The impacts of climate change strike hardest in socially and economically vulnerable communities; knowing this, researchers have constructed a variety of indices to try to identify populations most at risk. These datasets often rely on demographic data, but leave out important financial and real estate information that could help to identify communities where vulnerable groups could be pushed out by rising flood insurance rates or shifting real estate values.
A new dataset, created by researchers at Columbia University and published today in Environmental Justice, aims to fill in this gap. The Socio-Economic Physical Housing Eviction Risk (SEPHER) dataset integrates socio-economic information with risk from wildfires, drought, coastal and riverine flooding, and other hazards, plus financial information from real estate databases and ethnicity, race and gender data. The goal is to account for the financial vulnerability associated with the housing market. SEPHER covers the entire United States, and is freely available to other researchers.
"We want to provide a tool to everyone to explore issues at the crossroads of racial, social and climate justice," said lead author Marco Tedesco, a research professor at the Lamont Doherty Earth Observatory of Columbia University and an affiliate of Columbia's Data Science Institute. He is also an affiliate professor at the Institute of Economics at the Scuola Superiore Sant'Anna, Pisa. The project was funded by the Earth Institute at Columbia University and is part of an ongoing collaboration with the Columbia Business School.
"Our primary intention is to enable users to assess the impact of climate-related hazards on the most vulnerable populations," added study co-author Carolynne Hultquist, a postdoctoral research scientist at Columbia's Center for International Earth Science Information Network (CIESIN) and Lamont-Doherty Earth Observatory. "We need to be able to identify those populations in order to ensure that they do not take on undue burdens from climate change."

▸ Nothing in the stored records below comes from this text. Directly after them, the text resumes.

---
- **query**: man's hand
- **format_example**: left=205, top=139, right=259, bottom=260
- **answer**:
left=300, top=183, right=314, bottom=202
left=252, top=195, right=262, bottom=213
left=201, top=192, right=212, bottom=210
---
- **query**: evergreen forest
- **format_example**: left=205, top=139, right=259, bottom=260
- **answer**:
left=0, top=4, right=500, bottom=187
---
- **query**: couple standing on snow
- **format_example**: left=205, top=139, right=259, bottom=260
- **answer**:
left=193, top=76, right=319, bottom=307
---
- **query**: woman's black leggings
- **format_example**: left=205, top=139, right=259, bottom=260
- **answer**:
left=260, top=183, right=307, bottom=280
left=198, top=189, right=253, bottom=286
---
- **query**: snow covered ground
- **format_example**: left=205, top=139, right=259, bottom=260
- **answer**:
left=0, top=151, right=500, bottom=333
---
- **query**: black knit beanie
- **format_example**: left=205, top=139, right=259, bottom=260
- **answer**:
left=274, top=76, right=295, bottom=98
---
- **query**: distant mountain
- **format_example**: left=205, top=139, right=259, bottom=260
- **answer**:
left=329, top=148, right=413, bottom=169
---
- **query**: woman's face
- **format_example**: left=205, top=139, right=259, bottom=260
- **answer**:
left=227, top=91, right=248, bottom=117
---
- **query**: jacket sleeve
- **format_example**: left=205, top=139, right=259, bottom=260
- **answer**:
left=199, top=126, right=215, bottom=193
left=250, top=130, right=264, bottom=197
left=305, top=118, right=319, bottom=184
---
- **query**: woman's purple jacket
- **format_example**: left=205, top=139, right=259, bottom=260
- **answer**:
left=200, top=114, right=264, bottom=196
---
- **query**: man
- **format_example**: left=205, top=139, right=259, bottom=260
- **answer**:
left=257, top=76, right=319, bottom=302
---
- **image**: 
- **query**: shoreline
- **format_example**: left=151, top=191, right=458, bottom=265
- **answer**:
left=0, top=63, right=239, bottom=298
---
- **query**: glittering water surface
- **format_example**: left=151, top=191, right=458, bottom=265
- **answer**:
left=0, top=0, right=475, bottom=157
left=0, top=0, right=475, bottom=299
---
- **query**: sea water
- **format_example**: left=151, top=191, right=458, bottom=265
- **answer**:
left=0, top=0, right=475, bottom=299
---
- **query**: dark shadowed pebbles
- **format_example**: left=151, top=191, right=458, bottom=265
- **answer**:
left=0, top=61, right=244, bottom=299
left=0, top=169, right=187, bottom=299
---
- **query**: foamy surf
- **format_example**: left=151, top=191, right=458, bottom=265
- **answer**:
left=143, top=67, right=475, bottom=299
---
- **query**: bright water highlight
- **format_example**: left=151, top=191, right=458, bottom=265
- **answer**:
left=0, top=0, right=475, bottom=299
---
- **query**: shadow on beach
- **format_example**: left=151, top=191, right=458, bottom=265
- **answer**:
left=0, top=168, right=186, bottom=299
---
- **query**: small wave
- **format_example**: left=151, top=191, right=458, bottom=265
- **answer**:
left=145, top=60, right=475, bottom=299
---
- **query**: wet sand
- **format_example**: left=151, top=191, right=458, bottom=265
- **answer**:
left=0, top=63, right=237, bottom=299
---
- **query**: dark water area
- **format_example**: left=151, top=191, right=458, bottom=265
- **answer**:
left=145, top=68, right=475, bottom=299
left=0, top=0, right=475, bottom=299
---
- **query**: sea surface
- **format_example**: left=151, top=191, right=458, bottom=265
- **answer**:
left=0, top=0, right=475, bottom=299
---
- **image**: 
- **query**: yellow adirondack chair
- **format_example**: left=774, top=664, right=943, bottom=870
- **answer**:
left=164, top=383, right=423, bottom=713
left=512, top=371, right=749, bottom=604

Many studies focusing on the damages and financial consequences of climate change rely on commercial datasets that cost hundreds of thousands of dollars to purchase. Those costs can be a significant hurdle for many researchers and communities.
Instead, the SEPHER dataset combines data from many publicly available sources, including:
- the Social Vulnerability Index from the Centers for Disease Control and Prevention, which includes an array of socioeconomic data as well as information regarding disability and minority status;
- FEMA's National Risk Index for Natural Hazards, which combines the likelihood and expected losses from natural hazards with social vulnerability factors and resilience capabilities;
- Home Mortgage Disclosure Act data, including information about whether mortgage applications were approved or denied, property characteristics, and applicant demographics such as ethnicity, race, and gender;
- Eviction data from the Eviction Lab at Princeton University;
- Rental price trends for properties.
"It's really a lot of work to put it together," said Tedesco. "But by crossing all this information, we can start asking questions like: How many African Americans or people belonging to underrepresented groups and socially vulnerable groups were denied mortgages in regions that were more or less exposed to climate hazards, compared to white people, and how has this changed along with the years? How do climate hazards play a role in the gentrification process?"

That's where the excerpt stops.